Na edição especial para assinantes, a jornalista Ines Garçoni, escreveu que Juazeiro não chora por seu filho mais ilustre, João Gilberto.
Confira reportagem na integra:
O dia seguinte à morte de João Gilberto amanheceu como um domingo qualquer em Juazeiro, na Bahia, sua terra natal. Na orla à beira do rio São Francisco, a estátua de bronze assinada pelo mineiro Leo Santana, uma réplica do artista em tamanho natural segurando um violão, teve seu banquinho vazio ao longo de quase todo o dia. Poucos quiseram tirar uma foto ao lado filho mais ilustre da cidade.
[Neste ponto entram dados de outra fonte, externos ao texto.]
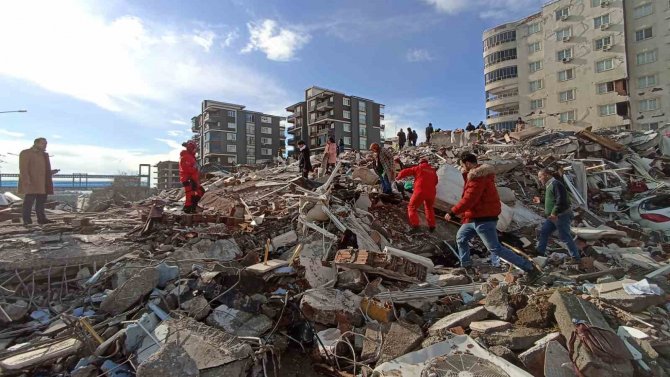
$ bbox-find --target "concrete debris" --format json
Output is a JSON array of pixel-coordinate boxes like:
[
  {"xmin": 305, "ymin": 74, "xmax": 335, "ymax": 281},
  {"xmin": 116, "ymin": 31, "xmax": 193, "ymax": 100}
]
[{"xmin": 0, "ymin": 127, "xmax": 670, "ymax": 377}]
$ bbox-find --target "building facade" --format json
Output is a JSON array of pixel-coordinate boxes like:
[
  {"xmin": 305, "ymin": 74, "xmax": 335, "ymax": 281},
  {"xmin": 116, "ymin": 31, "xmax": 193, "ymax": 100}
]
[
  {"xmin": 154, "ymin": 161, "xmax": 181, "ymax": 190},
  {"xmin": 286, "ymin": 86, "xmax": 384, "ymax": 151},
  {"xmin": 483, "ymin": 0, "xmax": 670, "ymax": 129},
  {"xmin": 191, "ymin": 100, "xmax": 286, "ymax": 166}
]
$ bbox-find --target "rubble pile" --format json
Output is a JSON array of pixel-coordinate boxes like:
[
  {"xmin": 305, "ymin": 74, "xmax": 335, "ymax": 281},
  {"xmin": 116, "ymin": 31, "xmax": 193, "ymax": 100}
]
[{"xmin": 0, "ymin": 129, "xmax": 670, "ymax": 377}]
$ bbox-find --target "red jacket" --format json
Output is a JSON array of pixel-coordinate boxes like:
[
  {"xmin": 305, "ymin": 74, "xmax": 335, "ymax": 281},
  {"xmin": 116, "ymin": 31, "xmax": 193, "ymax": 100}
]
[
  {"xmin": 451, "ymin": 165, "xmax": 502, "ymax": 224},
  {"xmin": 396, "ymin": 162, "xmax": 437, "ymax": 197},
  {"xmin": 179, "ymin": 150, "xmax": 200, "ymax": 184}
]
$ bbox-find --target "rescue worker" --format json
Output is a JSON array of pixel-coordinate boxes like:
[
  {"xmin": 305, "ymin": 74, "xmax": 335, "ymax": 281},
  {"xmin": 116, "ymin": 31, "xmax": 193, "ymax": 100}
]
[
  {"xmin": 396, "ymin": 158, "xmax": 437, "ymax": 233},
  {"xmin": 444, "ymin": 152, "xmax": 542, "ymax": 282},
  {"xmin": 179, "ymin": 140, "xmax": 205, "ymax": 213}
]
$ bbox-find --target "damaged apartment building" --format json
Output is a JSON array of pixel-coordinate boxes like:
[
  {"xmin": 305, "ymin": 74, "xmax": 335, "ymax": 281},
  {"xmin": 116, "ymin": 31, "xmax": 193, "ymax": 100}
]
[
  {"xmin": 483, "ymin": 0, "xmax": 670, "ymax": 131},
  {"xmin": 191, "ymin": 100, "xmax": 286, "ymax": 167},
  {"xmin": 286, "ymin": 86, "xmax": 384, "ymax": 151}
]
Quem visita Juazeiro dificilmente vê outra lembrança do músico além da estátua, inaugurada há cerca de quatro anos. A casa onde nasceu, cresceu, aprendeu a tocar violão e inventou a batida da bossa nova, em frente à praça da centenária Igreja Matriz, mantém uma placa de bronze inaugurada em 1991 em memória aos 16 anos que João viveu ali, no entanto, encontra-se descaracterizada — embora a fachada, parte do piso e algumas portas e janelas ainda sejam originais. Sem qualquer sinalização, pouco ou nenhum turista, nem morador, descobre a informação.
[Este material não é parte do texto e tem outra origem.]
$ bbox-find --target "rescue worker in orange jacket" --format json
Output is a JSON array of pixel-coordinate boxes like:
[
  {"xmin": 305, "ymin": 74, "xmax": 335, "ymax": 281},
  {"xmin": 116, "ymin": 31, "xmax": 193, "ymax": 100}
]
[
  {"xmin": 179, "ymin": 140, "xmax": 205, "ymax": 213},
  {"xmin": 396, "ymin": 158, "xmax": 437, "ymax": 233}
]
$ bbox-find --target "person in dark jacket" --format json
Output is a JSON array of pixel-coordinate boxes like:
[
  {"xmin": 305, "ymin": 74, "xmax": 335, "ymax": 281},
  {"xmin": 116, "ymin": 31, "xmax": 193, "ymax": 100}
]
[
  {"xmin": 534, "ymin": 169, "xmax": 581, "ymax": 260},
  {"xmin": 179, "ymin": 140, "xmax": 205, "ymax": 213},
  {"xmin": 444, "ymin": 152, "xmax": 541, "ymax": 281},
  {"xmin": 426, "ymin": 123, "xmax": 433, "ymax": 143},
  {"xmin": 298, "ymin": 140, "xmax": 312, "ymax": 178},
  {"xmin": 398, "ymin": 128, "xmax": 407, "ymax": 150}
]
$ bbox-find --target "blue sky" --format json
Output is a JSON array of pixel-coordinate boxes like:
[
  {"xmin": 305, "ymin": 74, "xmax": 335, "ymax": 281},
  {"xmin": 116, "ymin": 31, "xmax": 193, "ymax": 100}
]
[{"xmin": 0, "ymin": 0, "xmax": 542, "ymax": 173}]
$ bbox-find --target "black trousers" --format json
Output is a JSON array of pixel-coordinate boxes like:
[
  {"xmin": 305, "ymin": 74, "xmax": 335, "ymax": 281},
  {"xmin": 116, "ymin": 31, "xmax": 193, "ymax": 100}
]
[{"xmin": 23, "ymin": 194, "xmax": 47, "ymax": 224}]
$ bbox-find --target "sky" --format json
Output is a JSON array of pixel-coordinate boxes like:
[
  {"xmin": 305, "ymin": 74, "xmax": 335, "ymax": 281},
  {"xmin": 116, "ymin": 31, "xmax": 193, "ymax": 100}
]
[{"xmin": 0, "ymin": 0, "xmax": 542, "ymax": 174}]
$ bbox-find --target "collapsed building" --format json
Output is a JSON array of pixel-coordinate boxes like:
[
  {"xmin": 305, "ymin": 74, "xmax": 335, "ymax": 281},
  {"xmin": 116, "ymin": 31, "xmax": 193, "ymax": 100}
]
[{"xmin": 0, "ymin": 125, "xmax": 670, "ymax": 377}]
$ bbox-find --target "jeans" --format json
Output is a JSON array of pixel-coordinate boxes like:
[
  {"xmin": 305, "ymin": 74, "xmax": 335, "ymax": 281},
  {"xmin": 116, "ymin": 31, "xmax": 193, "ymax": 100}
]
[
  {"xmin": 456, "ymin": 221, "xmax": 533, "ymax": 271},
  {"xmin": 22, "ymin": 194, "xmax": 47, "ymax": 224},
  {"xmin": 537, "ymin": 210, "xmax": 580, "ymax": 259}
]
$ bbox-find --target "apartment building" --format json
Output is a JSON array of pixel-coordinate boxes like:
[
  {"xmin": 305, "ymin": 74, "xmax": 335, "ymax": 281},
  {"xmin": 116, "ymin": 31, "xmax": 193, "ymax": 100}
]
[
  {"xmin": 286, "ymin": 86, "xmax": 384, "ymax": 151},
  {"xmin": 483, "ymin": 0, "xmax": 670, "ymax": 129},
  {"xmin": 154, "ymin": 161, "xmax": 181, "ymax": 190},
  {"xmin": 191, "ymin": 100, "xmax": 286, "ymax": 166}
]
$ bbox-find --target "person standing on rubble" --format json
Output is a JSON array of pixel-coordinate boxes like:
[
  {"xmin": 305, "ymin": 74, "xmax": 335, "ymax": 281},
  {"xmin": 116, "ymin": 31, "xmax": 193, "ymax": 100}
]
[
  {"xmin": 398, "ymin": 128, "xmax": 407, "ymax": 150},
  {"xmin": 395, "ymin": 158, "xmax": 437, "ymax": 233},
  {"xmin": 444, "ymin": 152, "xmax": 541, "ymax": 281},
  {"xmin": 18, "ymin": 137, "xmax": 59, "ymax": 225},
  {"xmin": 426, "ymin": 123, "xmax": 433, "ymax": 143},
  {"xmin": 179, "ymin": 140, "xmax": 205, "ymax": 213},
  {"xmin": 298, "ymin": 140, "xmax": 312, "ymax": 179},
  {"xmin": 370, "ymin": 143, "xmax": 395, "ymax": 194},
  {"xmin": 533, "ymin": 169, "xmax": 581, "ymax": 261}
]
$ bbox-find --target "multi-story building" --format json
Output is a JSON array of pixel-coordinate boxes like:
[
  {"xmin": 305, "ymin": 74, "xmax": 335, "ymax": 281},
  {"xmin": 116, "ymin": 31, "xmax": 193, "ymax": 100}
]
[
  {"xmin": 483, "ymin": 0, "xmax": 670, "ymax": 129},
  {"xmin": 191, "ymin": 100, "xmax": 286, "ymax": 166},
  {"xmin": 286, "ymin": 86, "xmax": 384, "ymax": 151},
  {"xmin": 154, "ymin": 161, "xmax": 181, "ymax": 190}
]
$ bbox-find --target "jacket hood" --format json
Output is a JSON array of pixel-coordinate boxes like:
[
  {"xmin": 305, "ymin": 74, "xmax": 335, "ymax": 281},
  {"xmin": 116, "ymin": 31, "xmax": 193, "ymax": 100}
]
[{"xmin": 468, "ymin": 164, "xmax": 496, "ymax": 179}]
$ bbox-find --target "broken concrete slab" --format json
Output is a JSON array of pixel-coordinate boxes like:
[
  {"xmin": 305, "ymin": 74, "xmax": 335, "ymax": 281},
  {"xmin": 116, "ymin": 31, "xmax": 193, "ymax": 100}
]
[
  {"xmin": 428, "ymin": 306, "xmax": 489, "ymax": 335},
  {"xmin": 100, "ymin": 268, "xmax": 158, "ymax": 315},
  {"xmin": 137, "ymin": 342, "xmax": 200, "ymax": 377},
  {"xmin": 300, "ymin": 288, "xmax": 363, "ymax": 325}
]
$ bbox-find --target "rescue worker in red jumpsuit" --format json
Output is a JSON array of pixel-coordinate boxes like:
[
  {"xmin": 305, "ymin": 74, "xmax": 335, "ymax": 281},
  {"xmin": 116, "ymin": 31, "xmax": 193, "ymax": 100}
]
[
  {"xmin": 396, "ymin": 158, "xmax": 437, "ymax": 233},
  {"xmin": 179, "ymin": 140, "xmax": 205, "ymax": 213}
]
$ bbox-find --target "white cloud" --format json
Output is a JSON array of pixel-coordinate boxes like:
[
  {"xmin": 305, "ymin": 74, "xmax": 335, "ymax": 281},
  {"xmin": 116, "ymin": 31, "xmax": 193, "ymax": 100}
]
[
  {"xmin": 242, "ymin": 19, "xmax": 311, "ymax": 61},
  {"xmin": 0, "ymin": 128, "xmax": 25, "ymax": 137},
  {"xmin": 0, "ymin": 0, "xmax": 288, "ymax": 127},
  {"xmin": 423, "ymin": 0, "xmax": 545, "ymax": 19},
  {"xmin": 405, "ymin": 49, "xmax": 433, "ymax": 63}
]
No Centro Cultural João Gilberto, local de exposições e apresentações artísticas, administrado pelo Estado da Bahia, a homenagem limita-se ao letreiro em frente; dentro, não há uma foto dele sequer. Com tão poucas referências, restam às memórias de suas passagens por Juazeiro se manterem guardadas por alguns poucos amigos locais que João cultivou ao longo de décadas.
— Criou-se um boato muito forte aqui de que ele detestava Juazeiro. Talvez porque nunca tenha feito um show na cidade ou porque, quando vinha, não gostava de sair andando por aí. Quando saía, era de madrugada — conta o músico e amigo Maurício Dias, de 64 anos, que o conheceu ainda nos anos 1970, numa das muitas vezes que João visitou a cidade. — A verdade é que ele era um apaixonado por Juazeiro, tinha fascinação pelos anos que passou aqui. Adorava contar casos daquele tempo, tinha carinho pelas pessoas com quem conviveu, passava horas falando disso — diz.
A amiga de infância Maria Izabel Muniz Figueiredo, de 90 anos, mais conhecida como Bebela, ainda lembra de muitas histórias vividas com “Joãozinho”.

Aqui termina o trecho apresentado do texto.